Wearable health devices are becoming increasingly popular, and it seems like more devices are entering the market every day. According to a report by Grand View Research, the connected health and wellness device market is projected to reach $612 billion by 2024. The report attributes the projected growth to an increased interest in personalized health monitoring devices among consumers. It has also been estimated that one in five Americans owns some sort of wearable device.
What Is a Wearable?
A wearable device is any device that is worn on the body. While many people are familiar with fitness trackers that are worn on the wrist, wearable devices have expanded to include:
- Smart clothing, such as shirts that capture motion and heart rate and running shorts that track cadence and stride length.

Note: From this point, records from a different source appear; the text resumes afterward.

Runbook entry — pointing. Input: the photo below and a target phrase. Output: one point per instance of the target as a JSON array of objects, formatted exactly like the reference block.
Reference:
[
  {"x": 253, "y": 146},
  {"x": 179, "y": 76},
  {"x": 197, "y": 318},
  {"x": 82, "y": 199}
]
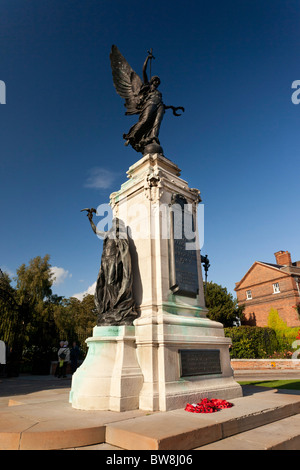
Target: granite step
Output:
[
  {"x": 280, "y": 435},
  {"x": 181, "y": 430}
]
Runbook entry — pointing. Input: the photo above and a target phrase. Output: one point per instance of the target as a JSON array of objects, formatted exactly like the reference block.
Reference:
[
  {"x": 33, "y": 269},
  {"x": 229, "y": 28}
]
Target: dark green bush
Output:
[{"x": 252, "y": 342}]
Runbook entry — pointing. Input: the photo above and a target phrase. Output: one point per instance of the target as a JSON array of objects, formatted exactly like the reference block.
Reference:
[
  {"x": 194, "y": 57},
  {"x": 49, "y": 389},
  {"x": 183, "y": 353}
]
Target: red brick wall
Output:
[
  {"x": 265, "y": 364},
  {"x": 260, "y": 281}
]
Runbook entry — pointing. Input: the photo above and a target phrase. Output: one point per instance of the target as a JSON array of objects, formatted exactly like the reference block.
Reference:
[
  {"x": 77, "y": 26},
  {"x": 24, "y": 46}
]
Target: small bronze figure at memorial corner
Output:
[
  {"x": 113, "y": 295},
  {"x": 142, "y": 98}
]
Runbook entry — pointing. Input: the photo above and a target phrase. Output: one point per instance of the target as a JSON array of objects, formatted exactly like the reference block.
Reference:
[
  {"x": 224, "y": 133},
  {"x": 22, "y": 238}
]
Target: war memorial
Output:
[{"x": 153, "y": 347}]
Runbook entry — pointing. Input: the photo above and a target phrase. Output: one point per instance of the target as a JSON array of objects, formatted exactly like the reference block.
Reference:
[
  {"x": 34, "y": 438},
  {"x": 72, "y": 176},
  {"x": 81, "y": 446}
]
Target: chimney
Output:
[{"x": 283, "y": 258}]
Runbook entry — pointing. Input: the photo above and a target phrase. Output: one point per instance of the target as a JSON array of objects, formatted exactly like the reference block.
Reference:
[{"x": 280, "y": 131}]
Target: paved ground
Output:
[
  {"x": 34, "y": 383},
  {"x": 36, "y": 409}
]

- Smart rings that monitor steps and minutes active.
- Smart glasses that measure vision performance and can detect concussions.
- Smart ECG (electrocardiogram) monitors that attach to a user's chest and monitor heart activity
Many of the devices available today are geared toward consumers, but their applications and benefits can extend into health care.
Wearable Health Benefits
As a patient, you can use the data collected by your wearable device to provide your physician with a more complete picture of your health. If you use a wearable fitness tracker, the information it collects can help you determine your current level of physical activity. You and your provider can then use that baseline to set a goal, such as the number of steps you walk per day. Some fitness trackers allow users to add notes to daily activities, so you can write down why you met, exceeded, or did not meet your goal on certain days. That will allow you and your physician to adjust your fitness goals if necessary.
Wearable health devices may also be able to detect when you're about to get sick. Since the devices continuously monitor vital signs, they can detect changes from the baseline. According to a study published on PLOS, one researcher first became concerned when he noticed his wearable had measured an elevated heart rate and skin temperature. An antibody test later confirmed that he had contracted Lyme disease.
One piece of wearable technology on the horizon is a smart patch that automatically delivers insulin. According to the American Chemical Society, scientists have developed a patch that is covered in painless microneedles filled with tiny pouches of insulin. The pouches break apart and release insulin in response to rising glucose levels. The patch has been tested on mice, and the biomedical engineer who created the patch is hoping to bring it to market in the next five years.
As with any new technology, you may want to practice a bit of caution when using a wearable health device. One of the concerns some consumers are unaware of when it comes to wearable health devices is the privacy and safety of the data collected. Before purchasing a wearable device, research how the information it collects will be used. Devices that are provided by HIPAA-covered entities protect data according to HIPAA standards, but devices that aren't provided by HIPAA-covered entities may not be protected to the same standards.